La politique de la ville a besoin de franchise. Entre nous, on ne va pas se la raconter.

Or is "intervention" a polite term for "screed deposited in the official record and promptly ignored by the people who actually make policy"?

Apparently not. We do have the reaction of the president of the Republic: "The prime minister and I thought it was absolutely remarkable and the right way for us to make policy, namely, direct, authentic, and with the will to succeed. It was really one of the best moments of this council meeting."


Anonymous said...

what strikes me in Fadela Amara's remarks is the vigor, the absence of langue de bois (which one might expect, of course, in a former head of "Ni putes ni soumises"). And I find it encouraging that Sarkozy praised her, precisely for her way of presenting her ideas. One thing has to be said about this government: at least on the level of style, it's refreshing. Now we want to see the substance.

Fr. said...

Amara is basically advocating labour market activation measures, of course Sarkozy is going to applaud that. (Blair would have too.)
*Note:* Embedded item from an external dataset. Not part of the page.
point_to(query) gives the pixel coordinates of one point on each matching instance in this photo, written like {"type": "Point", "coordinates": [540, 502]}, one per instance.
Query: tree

Le problème reste entier: is it going to work? A recent book showed that the war against unemployment in France took the form of a war against the unemployed.

That's Amara's speech: she wants to create jobs by... blaming the jobless. Is it the recognised mechanism for creating jobs? I thought firm-level incentives, employer fiscal reform and poverty trap suppression were the way to go.

If the mass of today's unemployed in the banlieues go to find work, they might just lose half of their benefits for a job that their fathers could have found two generations ago. Their economic incentive to go back to work is null, even negative for many. Prospects of social mobility are equally dire, while the rest of society is putting some distance.

I think it's going to take a wee more than jobless-bashing to get the unemployed youth back to work. My own opinion is 18 years of compulsory education, but that's just me.